Ses deux sœurs, échappées – ou pas encore captives – du Château de Barbe-Bleue, l’Ygraine onirique de Leslie Menu, la Bellangère tétanisée de Clara Noël, sont deux propositions très fortes de la même détresse : la révolte positive et la terreur passive face à ce qu’on ne comprend pas. Ce sont les sœurs de Mélisande, deux visages de l’éternel féminin dans ce théâtre d’ombres où les personnages pleurent sans savoir pourquoi.
Il y a une reine. On ne sait comment elle agit, mais elle est malfaisante. Sa tour n’a pas de portes, personne ne la voit jamais, et pourtant elle va prendre Tintagiles. On ne saura ni comment ni pourquoi. On entendra seulement dans une insoutenable scène d’obscurité les servantes s’approcher derrière la porte. Puis quelques longs cris, une lampe qui s’éteint, le noir partout, une image cauchemardesque d’Ygraine égarée accrochée au plafond, Tintagiles qui appelle au secours dans les ténèbres.

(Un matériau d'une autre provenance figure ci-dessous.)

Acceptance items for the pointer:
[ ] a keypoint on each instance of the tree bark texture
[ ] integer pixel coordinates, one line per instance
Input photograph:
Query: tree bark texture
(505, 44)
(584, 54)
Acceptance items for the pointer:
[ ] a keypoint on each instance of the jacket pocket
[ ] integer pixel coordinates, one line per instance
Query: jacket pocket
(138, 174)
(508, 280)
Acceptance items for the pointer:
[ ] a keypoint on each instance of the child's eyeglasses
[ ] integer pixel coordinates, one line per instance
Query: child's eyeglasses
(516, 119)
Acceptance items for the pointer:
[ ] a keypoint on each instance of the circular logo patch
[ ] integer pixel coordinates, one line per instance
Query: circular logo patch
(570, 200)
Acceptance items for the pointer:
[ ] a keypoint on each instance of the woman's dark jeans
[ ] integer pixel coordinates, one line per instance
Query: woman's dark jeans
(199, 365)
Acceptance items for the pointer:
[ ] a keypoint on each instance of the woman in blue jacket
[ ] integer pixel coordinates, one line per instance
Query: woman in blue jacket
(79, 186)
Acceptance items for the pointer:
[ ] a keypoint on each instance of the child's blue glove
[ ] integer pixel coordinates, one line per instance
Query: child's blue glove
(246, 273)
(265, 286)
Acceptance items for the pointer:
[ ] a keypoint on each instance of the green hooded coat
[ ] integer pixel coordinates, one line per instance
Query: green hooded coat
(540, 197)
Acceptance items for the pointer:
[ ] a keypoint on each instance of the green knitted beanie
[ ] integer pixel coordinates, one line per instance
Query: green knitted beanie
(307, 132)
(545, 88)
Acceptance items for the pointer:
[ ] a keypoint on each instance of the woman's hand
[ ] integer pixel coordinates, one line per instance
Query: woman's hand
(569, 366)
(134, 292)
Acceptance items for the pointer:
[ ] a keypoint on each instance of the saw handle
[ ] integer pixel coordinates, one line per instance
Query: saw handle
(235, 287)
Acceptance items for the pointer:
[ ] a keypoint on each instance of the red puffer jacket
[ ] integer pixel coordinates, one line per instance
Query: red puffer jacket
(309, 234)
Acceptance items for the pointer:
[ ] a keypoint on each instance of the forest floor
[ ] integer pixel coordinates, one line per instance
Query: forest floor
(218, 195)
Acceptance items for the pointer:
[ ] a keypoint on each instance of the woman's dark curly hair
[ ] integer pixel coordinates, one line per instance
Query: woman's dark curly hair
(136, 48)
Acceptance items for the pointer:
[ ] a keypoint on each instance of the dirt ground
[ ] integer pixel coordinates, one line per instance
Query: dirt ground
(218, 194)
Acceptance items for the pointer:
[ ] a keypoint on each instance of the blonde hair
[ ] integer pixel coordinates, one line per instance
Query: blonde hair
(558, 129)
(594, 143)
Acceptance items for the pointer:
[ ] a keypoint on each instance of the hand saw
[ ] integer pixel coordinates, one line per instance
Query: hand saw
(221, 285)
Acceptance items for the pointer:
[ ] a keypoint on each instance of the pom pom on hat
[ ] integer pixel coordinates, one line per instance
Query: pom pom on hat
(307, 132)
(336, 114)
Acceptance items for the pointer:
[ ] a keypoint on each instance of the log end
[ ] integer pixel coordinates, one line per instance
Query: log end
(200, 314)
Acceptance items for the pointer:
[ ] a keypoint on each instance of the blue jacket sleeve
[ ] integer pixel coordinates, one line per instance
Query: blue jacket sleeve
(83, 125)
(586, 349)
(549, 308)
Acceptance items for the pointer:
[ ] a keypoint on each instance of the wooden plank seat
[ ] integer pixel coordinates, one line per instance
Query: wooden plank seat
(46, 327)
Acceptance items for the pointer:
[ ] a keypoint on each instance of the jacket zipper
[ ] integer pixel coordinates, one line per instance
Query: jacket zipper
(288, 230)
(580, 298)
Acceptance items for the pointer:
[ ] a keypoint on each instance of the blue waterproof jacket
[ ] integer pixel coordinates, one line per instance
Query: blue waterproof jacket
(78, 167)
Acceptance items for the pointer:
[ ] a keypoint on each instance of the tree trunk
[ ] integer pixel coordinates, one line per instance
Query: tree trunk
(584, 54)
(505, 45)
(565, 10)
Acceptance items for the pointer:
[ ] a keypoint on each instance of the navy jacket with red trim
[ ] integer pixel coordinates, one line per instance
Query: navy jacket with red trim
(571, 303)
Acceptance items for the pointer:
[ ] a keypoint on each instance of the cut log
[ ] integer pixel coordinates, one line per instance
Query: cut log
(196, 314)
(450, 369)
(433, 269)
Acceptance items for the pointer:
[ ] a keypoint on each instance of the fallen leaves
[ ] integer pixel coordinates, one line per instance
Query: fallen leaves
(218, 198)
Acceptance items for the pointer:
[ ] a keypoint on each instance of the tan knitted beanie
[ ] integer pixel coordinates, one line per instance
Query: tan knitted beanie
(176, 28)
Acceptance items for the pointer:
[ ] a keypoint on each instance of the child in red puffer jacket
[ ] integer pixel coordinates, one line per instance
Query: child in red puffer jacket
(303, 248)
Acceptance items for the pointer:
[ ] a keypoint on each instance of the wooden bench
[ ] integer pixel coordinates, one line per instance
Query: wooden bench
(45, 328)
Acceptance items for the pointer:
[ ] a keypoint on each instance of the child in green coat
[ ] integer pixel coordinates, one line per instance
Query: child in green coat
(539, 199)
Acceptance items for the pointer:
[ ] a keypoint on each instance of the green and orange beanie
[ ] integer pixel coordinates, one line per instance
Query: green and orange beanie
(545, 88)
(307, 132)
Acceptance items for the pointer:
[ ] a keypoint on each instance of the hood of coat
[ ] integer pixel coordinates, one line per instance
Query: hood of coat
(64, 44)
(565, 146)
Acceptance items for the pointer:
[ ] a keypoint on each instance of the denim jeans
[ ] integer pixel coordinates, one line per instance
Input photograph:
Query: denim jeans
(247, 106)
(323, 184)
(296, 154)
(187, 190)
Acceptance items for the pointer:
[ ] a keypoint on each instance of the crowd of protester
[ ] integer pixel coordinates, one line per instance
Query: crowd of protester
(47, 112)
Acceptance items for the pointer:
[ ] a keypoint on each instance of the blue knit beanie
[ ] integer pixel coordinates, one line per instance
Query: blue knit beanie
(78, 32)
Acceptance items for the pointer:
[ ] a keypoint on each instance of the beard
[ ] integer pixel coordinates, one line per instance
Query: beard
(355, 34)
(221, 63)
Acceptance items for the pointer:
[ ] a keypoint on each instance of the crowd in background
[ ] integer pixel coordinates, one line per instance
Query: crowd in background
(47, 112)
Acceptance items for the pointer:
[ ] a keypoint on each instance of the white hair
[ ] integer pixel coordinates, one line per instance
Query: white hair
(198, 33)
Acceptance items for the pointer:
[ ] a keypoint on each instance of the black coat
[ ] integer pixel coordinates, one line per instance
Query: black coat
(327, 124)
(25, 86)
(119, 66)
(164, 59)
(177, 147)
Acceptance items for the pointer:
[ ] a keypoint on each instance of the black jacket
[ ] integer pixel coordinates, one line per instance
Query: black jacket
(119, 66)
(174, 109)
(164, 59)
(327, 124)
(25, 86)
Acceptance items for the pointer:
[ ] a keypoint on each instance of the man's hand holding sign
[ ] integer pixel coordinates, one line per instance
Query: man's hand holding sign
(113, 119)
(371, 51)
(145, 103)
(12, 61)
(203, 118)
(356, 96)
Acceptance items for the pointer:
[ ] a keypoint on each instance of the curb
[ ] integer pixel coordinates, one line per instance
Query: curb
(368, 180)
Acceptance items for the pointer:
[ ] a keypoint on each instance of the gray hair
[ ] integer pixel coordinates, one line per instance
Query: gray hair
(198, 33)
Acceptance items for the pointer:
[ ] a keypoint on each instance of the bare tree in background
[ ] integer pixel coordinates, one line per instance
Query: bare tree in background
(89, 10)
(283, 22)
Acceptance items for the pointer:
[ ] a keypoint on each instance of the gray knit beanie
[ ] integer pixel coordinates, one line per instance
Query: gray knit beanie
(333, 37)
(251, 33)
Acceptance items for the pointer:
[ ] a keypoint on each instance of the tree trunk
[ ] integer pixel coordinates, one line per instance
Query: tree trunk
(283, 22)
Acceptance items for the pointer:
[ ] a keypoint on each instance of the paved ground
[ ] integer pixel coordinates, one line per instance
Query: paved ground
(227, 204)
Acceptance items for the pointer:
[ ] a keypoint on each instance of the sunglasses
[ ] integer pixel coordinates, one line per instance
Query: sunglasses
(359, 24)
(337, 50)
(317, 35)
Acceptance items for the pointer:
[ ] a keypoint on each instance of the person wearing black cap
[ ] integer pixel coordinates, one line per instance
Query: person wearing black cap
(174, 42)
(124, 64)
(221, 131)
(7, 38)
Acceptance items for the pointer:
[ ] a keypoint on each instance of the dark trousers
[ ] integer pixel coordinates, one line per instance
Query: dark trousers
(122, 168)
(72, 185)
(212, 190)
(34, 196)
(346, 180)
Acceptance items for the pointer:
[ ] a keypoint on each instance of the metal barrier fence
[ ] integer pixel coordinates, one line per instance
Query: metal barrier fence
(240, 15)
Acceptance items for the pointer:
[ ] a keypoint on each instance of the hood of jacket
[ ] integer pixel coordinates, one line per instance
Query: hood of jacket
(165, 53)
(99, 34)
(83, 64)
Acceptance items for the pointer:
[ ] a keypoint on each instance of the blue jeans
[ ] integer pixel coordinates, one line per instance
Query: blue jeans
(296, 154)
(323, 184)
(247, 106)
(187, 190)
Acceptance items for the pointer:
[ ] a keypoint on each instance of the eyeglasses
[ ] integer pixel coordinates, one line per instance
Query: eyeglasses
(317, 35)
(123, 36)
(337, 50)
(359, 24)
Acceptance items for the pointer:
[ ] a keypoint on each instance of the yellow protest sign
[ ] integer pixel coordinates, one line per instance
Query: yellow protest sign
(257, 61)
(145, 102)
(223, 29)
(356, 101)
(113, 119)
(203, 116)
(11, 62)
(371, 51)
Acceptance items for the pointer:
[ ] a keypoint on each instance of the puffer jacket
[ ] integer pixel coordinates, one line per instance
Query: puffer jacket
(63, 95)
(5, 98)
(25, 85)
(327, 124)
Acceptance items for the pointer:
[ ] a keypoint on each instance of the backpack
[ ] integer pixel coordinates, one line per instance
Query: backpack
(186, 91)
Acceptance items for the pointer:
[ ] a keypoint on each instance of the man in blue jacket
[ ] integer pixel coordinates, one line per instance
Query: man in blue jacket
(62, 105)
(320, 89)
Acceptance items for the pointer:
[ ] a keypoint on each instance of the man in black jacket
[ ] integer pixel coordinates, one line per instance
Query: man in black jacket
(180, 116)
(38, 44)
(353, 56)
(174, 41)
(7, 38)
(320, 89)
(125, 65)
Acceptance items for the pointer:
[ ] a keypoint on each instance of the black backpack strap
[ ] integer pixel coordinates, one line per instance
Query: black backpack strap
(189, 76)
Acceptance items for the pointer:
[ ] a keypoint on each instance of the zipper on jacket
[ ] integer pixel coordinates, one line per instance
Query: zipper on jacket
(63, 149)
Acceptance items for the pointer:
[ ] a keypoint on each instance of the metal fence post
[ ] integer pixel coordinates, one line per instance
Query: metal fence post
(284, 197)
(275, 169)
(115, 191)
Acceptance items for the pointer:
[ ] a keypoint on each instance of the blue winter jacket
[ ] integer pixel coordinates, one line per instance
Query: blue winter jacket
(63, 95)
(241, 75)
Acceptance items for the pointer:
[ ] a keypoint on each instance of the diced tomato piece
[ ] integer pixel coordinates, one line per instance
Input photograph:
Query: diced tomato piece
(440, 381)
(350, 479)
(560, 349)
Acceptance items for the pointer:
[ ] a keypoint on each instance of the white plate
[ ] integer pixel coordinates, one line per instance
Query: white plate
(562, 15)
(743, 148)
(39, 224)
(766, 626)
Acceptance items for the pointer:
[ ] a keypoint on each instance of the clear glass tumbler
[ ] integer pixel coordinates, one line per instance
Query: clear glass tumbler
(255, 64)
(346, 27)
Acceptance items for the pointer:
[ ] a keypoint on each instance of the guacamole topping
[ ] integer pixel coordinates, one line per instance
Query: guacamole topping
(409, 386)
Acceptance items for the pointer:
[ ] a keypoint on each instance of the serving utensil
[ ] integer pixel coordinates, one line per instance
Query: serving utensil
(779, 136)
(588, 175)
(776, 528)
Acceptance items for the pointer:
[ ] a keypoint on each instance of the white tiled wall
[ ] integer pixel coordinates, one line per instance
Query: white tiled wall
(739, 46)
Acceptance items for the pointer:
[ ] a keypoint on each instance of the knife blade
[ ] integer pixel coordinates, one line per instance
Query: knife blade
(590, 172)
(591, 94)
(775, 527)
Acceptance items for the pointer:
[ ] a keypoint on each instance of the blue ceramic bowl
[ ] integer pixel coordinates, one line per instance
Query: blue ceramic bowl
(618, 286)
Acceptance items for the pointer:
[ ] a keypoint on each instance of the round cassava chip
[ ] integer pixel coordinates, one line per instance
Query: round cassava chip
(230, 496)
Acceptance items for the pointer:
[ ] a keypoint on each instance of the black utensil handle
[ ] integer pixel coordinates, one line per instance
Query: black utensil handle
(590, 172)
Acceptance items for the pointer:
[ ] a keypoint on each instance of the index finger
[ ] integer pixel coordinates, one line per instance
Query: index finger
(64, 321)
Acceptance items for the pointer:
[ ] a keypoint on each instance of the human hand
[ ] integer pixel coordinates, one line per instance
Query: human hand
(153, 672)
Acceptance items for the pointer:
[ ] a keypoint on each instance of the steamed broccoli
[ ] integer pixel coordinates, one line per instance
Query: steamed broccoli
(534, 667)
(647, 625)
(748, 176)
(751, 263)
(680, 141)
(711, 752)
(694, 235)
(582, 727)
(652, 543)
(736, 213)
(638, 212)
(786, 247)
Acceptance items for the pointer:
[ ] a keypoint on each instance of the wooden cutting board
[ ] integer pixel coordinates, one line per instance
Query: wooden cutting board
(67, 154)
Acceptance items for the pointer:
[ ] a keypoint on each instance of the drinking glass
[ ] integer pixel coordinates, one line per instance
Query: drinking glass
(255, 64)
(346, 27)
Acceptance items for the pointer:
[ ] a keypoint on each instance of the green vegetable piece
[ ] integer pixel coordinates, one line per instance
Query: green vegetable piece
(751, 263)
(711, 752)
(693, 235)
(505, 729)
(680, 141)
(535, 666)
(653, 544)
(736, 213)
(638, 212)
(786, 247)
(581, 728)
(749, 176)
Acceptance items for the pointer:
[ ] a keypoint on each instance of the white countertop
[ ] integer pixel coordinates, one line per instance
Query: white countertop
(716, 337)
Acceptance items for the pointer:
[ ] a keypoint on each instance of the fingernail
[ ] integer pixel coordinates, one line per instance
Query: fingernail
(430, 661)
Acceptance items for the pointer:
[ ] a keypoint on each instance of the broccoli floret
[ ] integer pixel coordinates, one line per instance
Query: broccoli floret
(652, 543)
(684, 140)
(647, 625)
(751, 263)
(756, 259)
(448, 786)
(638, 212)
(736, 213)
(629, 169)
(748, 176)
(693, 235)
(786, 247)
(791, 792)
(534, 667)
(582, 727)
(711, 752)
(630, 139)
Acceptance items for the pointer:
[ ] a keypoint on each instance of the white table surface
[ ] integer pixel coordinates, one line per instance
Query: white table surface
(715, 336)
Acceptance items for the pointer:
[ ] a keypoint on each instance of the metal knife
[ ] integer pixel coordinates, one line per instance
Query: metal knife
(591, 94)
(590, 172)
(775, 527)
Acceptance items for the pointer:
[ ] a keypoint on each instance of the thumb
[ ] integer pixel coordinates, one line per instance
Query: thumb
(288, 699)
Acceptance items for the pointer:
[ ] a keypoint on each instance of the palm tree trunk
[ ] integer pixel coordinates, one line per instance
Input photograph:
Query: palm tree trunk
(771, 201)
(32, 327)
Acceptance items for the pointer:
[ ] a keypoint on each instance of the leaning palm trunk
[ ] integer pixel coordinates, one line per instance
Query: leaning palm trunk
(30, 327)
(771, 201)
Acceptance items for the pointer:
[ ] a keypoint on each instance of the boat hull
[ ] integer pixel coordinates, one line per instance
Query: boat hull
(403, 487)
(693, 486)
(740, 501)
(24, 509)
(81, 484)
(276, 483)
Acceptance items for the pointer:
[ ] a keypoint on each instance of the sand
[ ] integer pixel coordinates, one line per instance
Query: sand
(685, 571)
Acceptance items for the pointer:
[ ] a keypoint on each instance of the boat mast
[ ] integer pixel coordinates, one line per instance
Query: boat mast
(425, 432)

Dans ce théâtre désarticulé, comme si les sœurs démentes essayaient elles-mêmes de faire (re)vivre la marionnette de leur jeune frère, le vieux vielleux (du Voyage d’hiver ?) se prend pour un chevalier, et les déshérités rejouent dans l’obscurité d’un château imaginaire le mystère de l’horreur de la mort d’un enfant aimé. On touche aux enjeux profonds du théâtre de Maeterlinck : l’indicible est et ne s’explique pas. Le subjectif et l’objectif se confondent. Une effroyable merveille.